Cette praticité est au cœur de son retour d’expérience. Une sonde légère, disponible dans le service, peut être utilisée plus facilement au moment où la question clinique se pose. Elle ne remplace pas les examens spécialisés, mais elle permet d’enrichir l’examen clinique et d’orienter plus rapidement la suite de la prise en charge.
Un outil à intégrer dans le quotidien clinique
Le témoignage du Dr Corleone montre l’intérêt d’une échographie clinique ultra-portable dans un contexte hospitalier exigeant, où les décisions doivent souvent être prises rapidement et au plus près du patient.

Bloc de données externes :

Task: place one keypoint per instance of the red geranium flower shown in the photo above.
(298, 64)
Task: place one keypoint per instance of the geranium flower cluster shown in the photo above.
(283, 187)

Dans sa pratique, la sonde echOpen répond à un besoin simple : disposer d’un outil pratique, suffisamment performant pour des questions ciblées, et mobilisable directement au lit du patient.
Son retour d’expérience illustre une place possible de l’échographie clinique ultra-portable : non pas remplacer les examens spécialisés, mais compléter l’examen clinique lorsque le médecin cherche à répondre rapidement à une question précise.